キリスト者は「父と子と聖霊のみ名によって」(マタィ28∙19)洗礼を受けます。洗礼の前に、父と子と聖霊への信仰を告白することを求める三つの質問に、「信じます」と答えます。「すべてのキリスト者の信仰は、三位一体に基づいています」。

キリスト者は父と子と聖霊の「名(単数)によって」洗礼を受けます。父と子と聖霊「それぞれの名(複数)によって」ではありません。神は唯一で、全能の父、そのひとり子、聖霊は、至聖なる三位一体だからです。

至聖なる三位一体の神秘は、キリスト者の信仰と生活の中心的な神秘です。それは、神ご自身のうちなる神秘です。したがって、信仰の他のすべての神秘の源、それらを照らす光なのです。信仰の「諸真理の順位」の中で、もっとも基本的で本質的な教えです。「救いの全歴史は、まことの唯一の神、父と子と聖霊が自らを啓示し、罪から離れる人間と和解し、一致する道と方法との歴史にほかなりません」。

本節では、至福なる三位一体の神秘がどのように啓示されたか(1)、教会はこの神秘に関する信仰の教理をどのように築いてきたか(2)、最後に、御子と聖霊の派遣により、父である神が、どのように創造とあがないと聖化の「いつくしみ深い計画」を実現なさっているか(3)を簡潔に説明します。

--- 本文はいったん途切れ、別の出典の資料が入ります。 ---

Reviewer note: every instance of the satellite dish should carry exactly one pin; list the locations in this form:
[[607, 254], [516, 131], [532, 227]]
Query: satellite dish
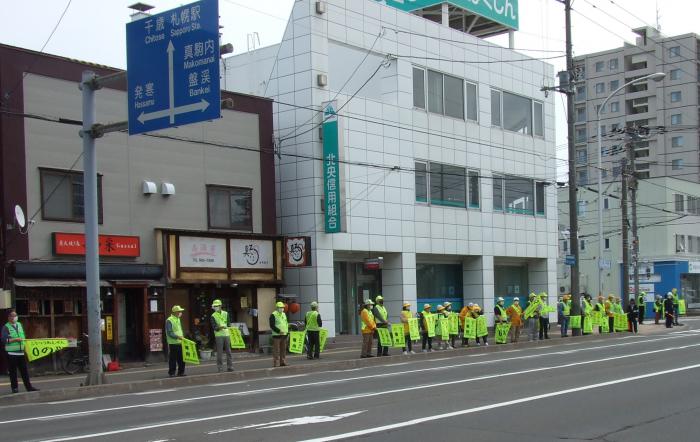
[[19, 217]]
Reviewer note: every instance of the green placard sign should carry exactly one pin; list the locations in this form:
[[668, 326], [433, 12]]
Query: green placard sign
[[331, 169], [504, 12]]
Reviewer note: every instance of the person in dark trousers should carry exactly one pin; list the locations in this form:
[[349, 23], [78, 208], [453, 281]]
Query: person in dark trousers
[[668, 310], [632, 315], [13, 339], [174, 336], [313, 331]]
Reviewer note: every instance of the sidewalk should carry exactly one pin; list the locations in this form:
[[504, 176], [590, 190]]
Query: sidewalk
[[342, 353]]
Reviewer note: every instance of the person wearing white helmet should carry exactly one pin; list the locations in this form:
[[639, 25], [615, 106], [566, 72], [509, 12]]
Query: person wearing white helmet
[[313, 331]]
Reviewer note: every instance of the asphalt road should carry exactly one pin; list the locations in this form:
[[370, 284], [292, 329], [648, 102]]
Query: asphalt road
[[641, 388]]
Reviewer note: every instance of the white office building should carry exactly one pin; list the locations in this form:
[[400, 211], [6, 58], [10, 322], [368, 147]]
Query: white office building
[[441, 185]]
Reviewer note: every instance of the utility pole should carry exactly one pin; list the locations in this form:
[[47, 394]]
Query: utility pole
[[625, 236]]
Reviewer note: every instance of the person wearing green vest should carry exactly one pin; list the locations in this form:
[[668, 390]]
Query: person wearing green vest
[[13, 339], [313, 331], [222, 335], [280, 330], [174, 336], [641, 306], [381, 318]]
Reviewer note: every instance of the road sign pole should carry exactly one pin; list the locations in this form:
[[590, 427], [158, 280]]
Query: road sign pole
[[92, 263]]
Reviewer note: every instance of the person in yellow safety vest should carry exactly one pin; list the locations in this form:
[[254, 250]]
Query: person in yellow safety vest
[[405, 315], [280, 329], [313, 331], [174, 336], [515, 315], [381, 318], [222, 335], [658, 309], [424, 325], [476, 312], [463, 314], [368, 328], [13, 338]]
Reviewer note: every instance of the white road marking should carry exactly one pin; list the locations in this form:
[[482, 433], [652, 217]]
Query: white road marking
[[362, 396], [337, 381], [418, 421]]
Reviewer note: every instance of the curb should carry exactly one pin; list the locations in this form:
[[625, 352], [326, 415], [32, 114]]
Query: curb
[[62, 394]]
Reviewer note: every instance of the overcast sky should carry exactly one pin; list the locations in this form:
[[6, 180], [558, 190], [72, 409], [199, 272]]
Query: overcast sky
[[94, 30]]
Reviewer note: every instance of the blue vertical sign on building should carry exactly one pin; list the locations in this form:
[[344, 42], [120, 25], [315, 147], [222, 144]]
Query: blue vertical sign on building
[[331, 169], [173, 67]]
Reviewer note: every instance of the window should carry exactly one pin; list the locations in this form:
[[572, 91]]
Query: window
[[421, 182], [230, 208], [678, 198], [495, 108], [418, 88], [62, 194]]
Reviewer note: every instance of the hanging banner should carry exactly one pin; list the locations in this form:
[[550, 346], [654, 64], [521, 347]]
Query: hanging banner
[[236, 338], [189, 352], [502, 330], [397, 336], [296, 342], [481, 329], [38, 348], [413, 329], [322, 337], [469, 328], [331, 169]]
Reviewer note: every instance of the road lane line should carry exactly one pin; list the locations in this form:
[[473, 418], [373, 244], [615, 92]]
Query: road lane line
[[362, 396], [422, 420], [337, 381]]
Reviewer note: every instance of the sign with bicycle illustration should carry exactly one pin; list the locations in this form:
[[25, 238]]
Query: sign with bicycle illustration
[[249, 254]]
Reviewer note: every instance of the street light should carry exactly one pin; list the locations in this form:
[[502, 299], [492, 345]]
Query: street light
[[657, 76]]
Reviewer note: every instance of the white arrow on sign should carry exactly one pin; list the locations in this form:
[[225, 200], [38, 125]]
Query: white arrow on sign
[[290, 422], [171, 111]]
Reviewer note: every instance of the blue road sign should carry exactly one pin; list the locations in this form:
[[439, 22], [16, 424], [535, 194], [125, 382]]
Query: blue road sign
[[173, 67]]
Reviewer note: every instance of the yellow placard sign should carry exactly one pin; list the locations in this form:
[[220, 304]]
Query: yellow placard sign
[[236, 338], [189, 352], [38, 348]]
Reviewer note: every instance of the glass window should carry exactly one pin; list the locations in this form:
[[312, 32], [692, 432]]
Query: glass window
[[435, 101], [421, 182], [419, 88], [497, 192], [230, 208], [519, 196], [447, 185], [472, 98], [538, 118], [517, 113], [540, 201], [62, 195], [473, 189], [495, 107]]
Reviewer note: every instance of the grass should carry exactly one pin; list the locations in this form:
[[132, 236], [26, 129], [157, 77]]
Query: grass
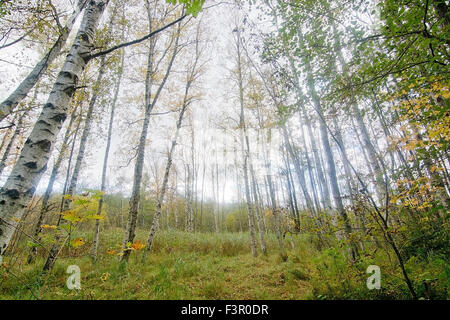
[[219, 266], [181, 266]]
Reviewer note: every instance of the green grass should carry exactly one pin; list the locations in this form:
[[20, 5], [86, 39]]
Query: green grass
[[181, 266], [218, 266]]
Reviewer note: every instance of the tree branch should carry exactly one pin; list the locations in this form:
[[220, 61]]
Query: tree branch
[[126, 44]]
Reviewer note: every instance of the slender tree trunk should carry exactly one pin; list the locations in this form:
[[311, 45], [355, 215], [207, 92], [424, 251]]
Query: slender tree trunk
[[244, 148], [105, 160], [8, 106], [21, 184], [44, 207], [135, 196], [11, 142]]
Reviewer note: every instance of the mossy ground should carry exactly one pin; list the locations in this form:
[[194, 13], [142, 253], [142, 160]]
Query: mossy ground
[[215, 266]]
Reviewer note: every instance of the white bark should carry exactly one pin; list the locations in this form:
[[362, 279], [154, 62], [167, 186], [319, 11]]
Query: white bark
[[32, 163], [10, 103]]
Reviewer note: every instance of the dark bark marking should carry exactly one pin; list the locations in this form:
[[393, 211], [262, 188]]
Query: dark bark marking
[[49, 105], [60, 117], [31, 165], [13, 194], [44, 145]]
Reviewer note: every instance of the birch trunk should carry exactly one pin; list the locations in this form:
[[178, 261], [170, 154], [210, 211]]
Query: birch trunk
[[135, 196], [105, 160], [11, 142], [20, 93], [160, 201], [44, 207], [244, 149], [258, 210], [21, 184]]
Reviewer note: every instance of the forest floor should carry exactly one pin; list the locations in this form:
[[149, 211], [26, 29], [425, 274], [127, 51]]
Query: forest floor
[[181, 266]]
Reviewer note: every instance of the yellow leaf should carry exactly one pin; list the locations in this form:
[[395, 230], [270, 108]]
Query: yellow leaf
[[46, 226], [78, 242]]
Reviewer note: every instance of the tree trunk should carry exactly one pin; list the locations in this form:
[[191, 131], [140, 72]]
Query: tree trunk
[[135, 196], [21, 184], [44, 207], [105, 160], [8, 106]]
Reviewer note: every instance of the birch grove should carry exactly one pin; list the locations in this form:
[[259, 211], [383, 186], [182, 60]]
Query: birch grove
[[201, 149]]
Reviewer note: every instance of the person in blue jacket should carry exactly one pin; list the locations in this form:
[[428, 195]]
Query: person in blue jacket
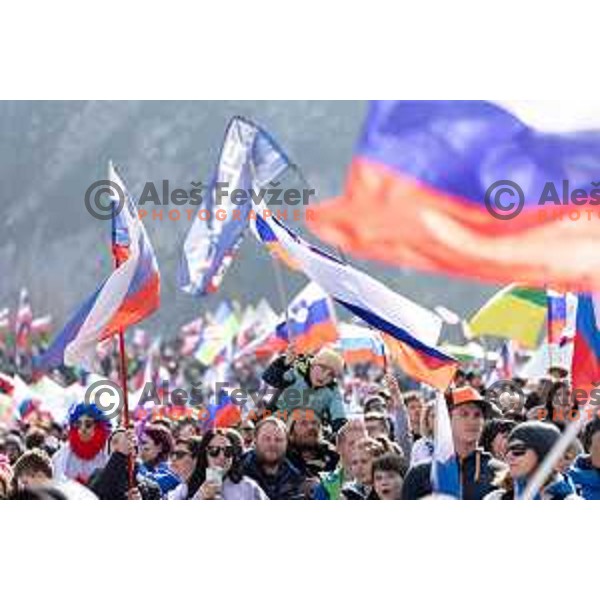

教父たちはテオロギア(Θεολογία神ご自身の啓示)とオイコノミア(Οίκονομία 神の救いのわざ)を区別します。前者は三位一体の神ご自身のいのちの神秘を、後者は自らを啓示してそのいのちを分かち与える神のすべてのわざを表します。テオロギアはオイコノミアを通してわたしたちに啓示されますが、逆に、テオロギアがオイコノミアのすべてを解明します。神のわざは神ご自身のうちにあることを明らかにし、逆に、神ご自身の神秘がそのすべてのわざの理解を助けるわけです。人間の間でも類似のことが見られます。人格は行為を通して自らを表し、逆に人格をよく知れば知るほど、その人の行為が理解されます。

三位一体は厳密な意味での信仰の神秘、「神から啓示されなければ知ることのできない神のうちに秘められた神秘」です。確かに神は、創造のわざや旧約時代の間になされた啓示の中で、ご自分が三位一体であることを暗示されました。しかし、神ご自身が三位一体であることは、理性のみでは知りえないばかりか、神の御子の受肉と聖霊の派遣以前には、イスラエルの民の信仰によっても知りえなかった神秘です。